After that conversation with no idea when the van would be fixed and knowing that we still had to get someone to install the seats as well as get spare tyres and rims, get a German technical Inspection (Road Worthy) done lets be honest, it would take 3 months and another 25 thousand dollars to get that done and then get it registered. It was pretty obvious that we still had a weeks work before the Bedford would be anywhere near ready to go to Mongolia and we couldn’t wait any longer.
So we realised the only way we were doing the rally was in another car.
We went into three car yards, to try and find a small car with low miles that was as cheap as possible
Friday 30th July
Well we pick up big Red today, IScream’s new chariot and our one way ticket to Mongolia. After withdrawing the daily maximums from both our bank accounts, we were still 480 euro short. Thanks to Susann for lending us everything except the last 60Euro. I only had about 3.40 Euro in my pocket or some pounds. So Wam used another card and managed to get the rest together so we could pay for Big Red. As soon as we’d bought the car Wam had to race to the Registration office as we had to get the car registered and get the stickers put on the number plates so we could leave Saturday.
Wam came back with the plates and the car, unfortunately we couldn’t fill up the jerry cans or go and get any parts as we’d cleared our accounts that day so all that will have to wait until tomorrow, another day and another chance for us both to spend 600 Euro apiece.
We had a massive bombshell shell that morning, the mechanics called to say that Stan was now running.
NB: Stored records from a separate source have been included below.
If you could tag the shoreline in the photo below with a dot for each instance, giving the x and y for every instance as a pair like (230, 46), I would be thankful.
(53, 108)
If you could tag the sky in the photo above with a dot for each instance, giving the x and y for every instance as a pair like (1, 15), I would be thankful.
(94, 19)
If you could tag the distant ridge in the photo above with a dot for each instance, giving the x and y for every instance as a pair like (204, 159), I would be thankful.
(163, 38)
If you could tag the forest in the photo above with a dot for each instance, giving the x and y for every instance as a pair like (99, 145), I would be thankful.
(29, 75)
But we’d already decided to take another car and put down a 1000 euro deposit. We jumped on the train to get out to the mechanics to pick him up. We got there and stan was parked out the front with the keys in the ignition so I jumped in and started him up. After a while the mechanic came over and gave us a run down on all the other things that were still cactus, He spoke German so all I heard was kaputt, kaputt, kaputt...as he pointed at the gear lever (you can still pull it right out of the floor as they don’t have the pin needed to secure it and can’t weld it as you wouldn’t be able to change gears.
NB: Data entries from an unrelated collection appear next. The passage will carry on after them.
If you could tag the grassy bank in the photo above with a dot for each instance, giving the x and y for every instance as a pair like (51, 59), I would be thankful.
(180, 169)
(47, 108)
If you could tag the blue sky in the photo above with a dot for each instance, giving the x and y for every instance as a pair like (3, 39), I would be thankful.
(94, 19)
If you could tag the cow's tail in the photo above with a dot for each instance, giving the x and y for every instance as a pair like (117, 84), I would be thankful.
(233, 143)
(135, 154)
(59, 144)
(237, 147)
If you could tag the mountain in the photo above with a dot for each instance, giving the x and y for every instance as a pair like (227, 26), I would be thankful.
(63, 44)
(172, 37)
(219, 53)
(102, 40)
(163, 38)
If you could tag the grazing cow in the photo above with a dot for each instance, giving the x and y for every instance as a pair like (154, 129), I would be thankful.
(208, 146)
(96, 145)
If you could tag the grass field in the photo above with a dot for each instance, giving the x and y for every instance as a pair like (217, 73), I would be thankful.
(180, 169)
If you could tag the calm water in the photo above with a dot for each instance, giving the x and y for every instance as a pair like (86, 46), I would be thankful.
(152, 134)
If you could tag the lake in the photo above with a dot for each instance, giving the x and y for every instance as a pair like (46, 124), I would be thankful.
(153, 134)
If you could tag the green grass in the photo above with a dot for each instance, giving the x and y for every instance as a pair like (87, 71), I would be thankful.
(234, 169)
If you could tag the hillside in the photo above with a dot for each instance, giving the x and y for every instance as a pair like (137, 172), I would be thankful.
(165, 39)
Points at one part of the car (something in German....KAPUTT, (too my year 7 English teacher I know Kaput is still a German word but I understood it so I’ve left it out of the rackets). Pointed at something else in the van ....More German.....KAPUTT.
The electrical wiring still needed to be replaced along with a few other things, but the most important thing was that we could finally drive Stan. I got first drive out of the mechanics so after waiting so long we could take him for our first ride around Munich. Susann came with us and we cruised around Munich then went to a castle in Munich for some family happy snaps. As we were leaving the castle we picked up a random Austrian chick and took her for a spin. On the way back to Wam’s we spotted the cops up ahead pulling someone over, and as there were four of us in a car with only one seat we quickly turned down a back street to avoid them. Unfortunately they saw us and turned down the same street. So we pulled into a random drive way to hide. Thankfully the cops kept going and we got away with it.
After getting Stan back to Wam’s place, we took a few more photos of him then the girls cracked out the champagne to celebrate the fact that he was finally working.
Although Stan was ready it didn’t change the fact that he still needed a heap of work to get him even close to ready to drive to Mongolia and we were 6 days behind schedule at this stage. So we decided that we would still take Big Red. We had to keep him somewhere while we completed the rally so moved the back fence and Wam cut a few laps on the lawn in the back yard to get him off public property and away from Munich’s friendly neighbourhood watch. We came to the conclusion that it was going to take a long time to get Mongolia going at 4 km/hr and there’s a lot of other things I’d like to do by the time we are 50.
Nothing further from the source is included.